Robin claims that conservationists are obsessed by raptors and gives the impression that a) no-one can go safely into the countryside without being attacked by raptors, b) there are no ways of controlling gulls (there are) and c) that the plight of songbirds is entirely down to the impact of avian predation.  Robin is a countryman, a conservationist and knows his wildlife.  So this must be true.

Firstly, on gulls.  I’m tickled that Robin quotes Rentokil in support of his tirade against gulls.  So let’s have a look at what Rentokil offer to control and deter gulls. Well, (and there will be other pest control companies) the Rentokil website looks to me (here http://bit.ly/1KdSfit) to offer some good solutions to gulls when they are a problem. Solved.  

What a shame that Robin makes such partial, faintly ludicrous and scientifically-illiterate claims on the impacts of predators on birds.
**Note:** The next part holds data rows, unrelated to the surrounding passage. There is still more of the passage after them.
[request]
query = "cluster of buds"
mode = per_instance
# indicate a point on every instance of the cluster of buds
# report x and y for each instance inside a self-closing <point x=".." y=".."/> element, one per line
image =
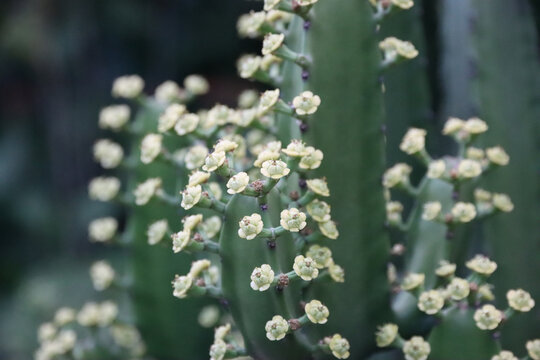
<point x="469" y="164"/>
<point x="455" y="292"/>
<point x="73" y="334"/>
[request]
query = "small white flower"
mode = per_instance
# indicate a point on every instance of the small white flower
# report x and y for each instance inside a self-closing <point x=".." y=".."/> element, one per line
<point x="237" y="183"/>
<point x="198" y="177"/>
<point x="275" y="169"/>
<point x="128" y="87"/>
<point x="487" y="317"/>
<point x="248" y="65"/>
<point x="316" y="312"/>
<point x="416" y="349"/>
<point x="312" y="160"/>
<point x="191" y="196"/>
<point x="436" y="169"/>
<point x="156" y="231"/>
<point x="150" y="147"/>
<point x="468" y="168"/>
<point x="196" y="84"/>
<point x="146" y="190"/>
<point x="114" y="117"/>
<point x="262" y="277"/>
<point x="277" y="328"/>
<point x="214" y="160"/>
<point x="268" y="99"/>
<point x="103" y="229"/>
<point x="293" y="220"/>
<point x="306" y="103"/>
<point x="103" y="188"/>
<point x="186" y="124"/>
<point x="167" y="92"/>
<point x="431" y="302"/>
<point x="305" y="267"/>
<point x="195" y="156"/>
<point x="181" y="286"/>
<point x="250" y="226"/>
<point x="108" y="153"/>
<point x="102" y="275"/>
<point x="497" y="156"/>
<point x="272" y="42"/>
<point x="482" y="265"/>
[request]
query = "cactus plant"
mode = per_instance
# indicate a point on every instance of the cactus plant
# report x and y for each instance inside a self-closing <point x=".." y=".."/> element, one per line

He pays no heed to the very widely understood principle in scientific ecology that as a rule predator numbers are controlled by the availability of prey and, not generally, the other way round. 

Think about it.  A sparrowhawk has to locate, catch and eat its prey and do so enough times a day to meet its nutritional demands.  If it’s feeding young, it must do so at a high rate.  If the population of its prey dwindles, these birds will be less successful.  They’ll go hungry, be less successful at breeding and it will be difficult to sustain the population.

Robin has a point about there being a lack of control of some of the predators and, certainly, if we had a bigger goshawk population, if we had a few more eagle owls and other really big predatory birds and mammals, some of our smaller raptors may be suppressed a bit by these other predators.  I would never have thought that Robin would join with those biologists, seemingly, supporting reintroduction of more top predators.   

It’s also disappointing that Robin dismisses out of hand the good work being done by many conservationists and (some) grouse moor managers who are working together to bring hen harriers back to England.  He quotes a population of 600 pairs, neglecting to say they’re pretty much – all bar less than a handful – in Scotland. 

I am quite clear that an increase in hen harriers in England is achievable, it will happen and the responsible end of moorland managers will play a big role in this resurgence, as landowners have with other species. The bad guys – who persecute hen harriers – will be overtaken by the good guys - who don’t persecute and who will work with them on their moors. 

I think on birds of prey populations we’ve heard more than enough from people who know very little about either moorland management (on the one side) or raptor population dynamics (on the other side).  I think it’s time that the Government should take a lead with conservation agencies, moorland organisations etc. and should convene a proper inquiry into the relationship between grouse moors and wildlife. 

The inquiry should be independent of Government and should be led by scientifically-qualified people able to speak authoritatively and independently on bird population dynamics.  It should have within it people respected for their knowledge of grouse moors, moorland ecology and the rural economy.  Let’s cut out the meaningless self-serving rhetoric on all sides and move to a position where science, evidence, practical solutions and consensus win the day.

Returning to my bias against Robin Page.  I’m sorry Robin if I can’t see the good in what you write, but this is down to my weakness and a tendency to be a little bit partial. Not something you would understand, being a fair-minded and objective sort.